Некоторое время Иоганну казалось, что они сейчас начнут драться. Бауэр положил руку на косяк двери, закрывая проход, кузнец угрюмо играл желваками — в начале спокойный, он всё больше и больше закипал, отец Иеремия перекрестился и принялся их успокаивать, но тут жандарм убрал руку и произнёс:
— Ладно, ладно… В общем так. Святой отец, посторожите бродягу. Я сейчас за замком схожу, запру его здесь, а затем с Генрихом в кузницу — проверить-то Себастьяна мне все одно нужно.
25
Жандарм взял Альфонса Габриэля за шиворот и, грубо подталкивая, отвел его к каморке, втолкнул в дверь и строго наказал:
— Смотри у меня! Не балуй! Ежели что… пощады не жди, — плотно сжав губы, он глянул на бродягу с такой неприязнью, что отцу Иеремии стало сильно не по себе.
— Господин Бауэр, я вас очень прошу, рукопри…
— Да не беспокойтесь, я его пальцем не трону, — заперев на засов дверь и брезгливо вытирая о штаны руки, буркнул жандарм. — Пусть только смирно сидит. А то хлопот от этого отребья…
— Но все же…
— Сказал: не трону — значит, не трону, — отрезал жандарм. — Подождите меня здесь. Я быстренько схожу за замком. Зайду к кузнецу. И гляну на обратном пути, не спит ли Герта. Надо взять у нее докторский ключ. Хотя, впрочем, и так ясно, что доктор тут ни при чем. Допился до чертиков, вот и чудит, — Бауэр подобрал валяющийся на крыльце ломик, которым бродяга свернул замок, и швырнул его в угол кутузки. Закройтесь изнутри, святой отец. Вернусь, в окно кликну. Никому, ежели что, не открывайте… мало ли…

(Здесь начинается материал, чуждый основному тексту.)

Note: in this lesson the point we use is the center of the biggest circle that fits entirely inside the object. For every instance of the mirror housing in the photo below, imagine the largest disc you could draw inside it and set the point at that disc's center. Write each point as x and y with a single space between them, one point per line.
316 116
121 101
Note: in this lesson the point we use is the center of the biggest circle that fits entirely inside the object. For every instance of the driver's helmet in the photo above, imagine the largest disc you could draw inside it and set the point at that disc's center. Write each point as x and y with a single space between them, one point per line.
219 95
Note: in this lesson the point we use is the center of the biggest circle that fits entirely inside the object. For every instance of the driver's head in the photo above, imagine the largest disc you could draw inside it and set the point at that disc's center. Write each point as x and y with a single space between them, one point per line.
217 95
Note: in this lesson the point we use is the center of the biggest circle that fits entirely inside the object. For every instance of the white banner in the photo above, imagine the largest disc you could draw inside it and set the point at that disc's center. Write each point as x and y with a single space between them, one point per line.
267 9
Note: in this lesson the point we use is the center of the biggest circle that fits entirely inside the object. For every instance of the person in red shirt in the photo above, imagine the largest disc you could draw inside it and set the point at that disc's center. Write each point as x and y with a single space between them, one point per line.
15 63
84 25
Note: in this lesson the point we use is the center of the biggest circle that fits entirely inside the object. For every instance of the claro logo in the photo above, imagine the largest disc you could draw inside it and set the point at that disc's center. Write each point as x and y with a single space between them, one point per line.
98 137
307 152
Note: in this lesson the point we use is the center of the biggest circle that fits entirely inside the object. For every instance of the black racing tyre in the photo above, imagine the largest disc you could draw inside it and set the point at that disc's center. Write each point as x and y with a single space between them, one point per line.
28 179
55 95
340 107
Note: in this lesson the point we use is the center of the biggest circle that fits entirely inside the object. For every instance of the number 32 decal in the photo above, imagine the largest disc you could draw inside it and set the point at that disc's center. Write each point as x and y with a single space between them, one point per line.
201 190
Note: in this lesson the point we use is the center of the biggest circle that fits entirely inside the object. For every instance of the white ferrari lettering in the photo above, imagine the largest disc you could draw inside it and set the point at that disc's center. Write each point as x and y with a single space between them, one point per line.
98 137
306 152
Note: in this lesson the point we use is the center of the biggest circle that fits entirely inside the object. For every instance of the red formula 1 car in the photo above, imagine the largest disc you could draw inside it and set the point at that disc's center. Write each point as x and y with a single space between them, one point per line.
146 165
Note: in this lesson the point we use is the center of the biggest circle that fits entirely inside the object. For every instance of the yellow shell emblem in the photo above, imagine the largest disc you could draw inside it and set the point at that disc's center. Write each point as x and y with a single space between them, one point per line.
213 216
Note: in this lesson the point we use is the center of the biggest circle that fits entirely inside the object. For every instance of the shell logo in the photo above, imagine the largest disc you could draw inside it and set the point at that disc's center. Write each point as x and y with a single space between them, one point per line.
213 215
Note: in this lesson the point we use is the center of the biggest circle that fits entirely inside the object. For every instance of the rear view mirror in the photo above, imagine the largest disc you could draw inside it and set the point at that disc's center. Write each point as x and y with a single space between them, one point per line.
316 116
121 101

— Так вы все-таки сами не верите, что Альфонс Габриэль — убийца! — обрадовался священник.
— Верю—не верю — какая разница? — отмахнулся Бауэр. И хмуро добавил: — Мое дело — вызвать следователя, сохранить в целости и сохранности место преступления и заключить под стражу подозреваемого. Следователя я вызвал. А всё остальное… Двор кузницы затоптан. Главный подозреваемый спокойно распивает дома чаи. Улики… Могу представить, как тщательно Генрих отмыл и отдраил орудие преступления. До чего же вовремя в нем отцовские чувства прорезались. Э-эх, кончилась вольная деревенская жизнь: посадят меня теперь бумажки в жандармерии переписывать. А всё почему так получается? Потому что я один, и даже самого завалящего помощника нет! А те, кто сами вызываются помочь, ненадежны, подводят.
— Я расскажу следователю подробно, как было дело, — перебил жандарма отец Иеремия. — Никто не может вас упрекнуть в том, что вы физически не можете одновременно находиться в разных местах. Этого даже архангелы не могут. Не беспокойтесь об этом и ступайте.
Отец Иеремия закрыл за жандармом дверь и свет, проникавший в кутузку от газового фонаря, стоявшего у крыльца, исчез. Стало совсем темно.
— И что мы теперь будем делать? — спросил Иоганн дядю.
— Надо поговорить с Альфонсом Габриэлем, и желательно побыстрее, — ответил священник, торопливо подходя к каморке и отпирая ее. — Зажги, пожалуйста, свет, почти ничего не видно.
Иоганн подскочил к столу, пошарил в полумраке рукой по столу, чуть не перевернул стоящую на краю керосиновую лампу.
— Ну, где ты там? — спросил отец Иеремия.
— Сейчас-сейчас, — ответил Иоганн и открыл ящик стола. — Спички ищу.
В столе у жандарма чего только не было — в темноте не разберешь, но полный кавардак. Однако большой коробок с американскими длинными спичками Иоганн нашел почти сразу. Поджег, поднес к фитилю, загорелся неяркий, но ровный свет. Иоганн увидел, что дядюшка, не дождавшись его, возвратился к столу.
— Ну что ты так медленно? И нехорошо в чужой стол лазить. Смотри, какой беспорядок ты учинил. Попадет нам от господина Бауэра.
— Так и было, — оправдываясь, объяснил Иоганн, раскладывая содержимое стола аккуратнее. Каких интересных вещей тут только ни было: коробка с камнями для давешней игры в мацзян, точильный брусок, наручники с торчащим из них ключом, военный бинокль, рассыпанная горсть револьверных патронов, разрозненные листы бумаги, какие-то записки, счета, бумажные клочки, запечатанная бутыль с чернилами и, конечно же, спички.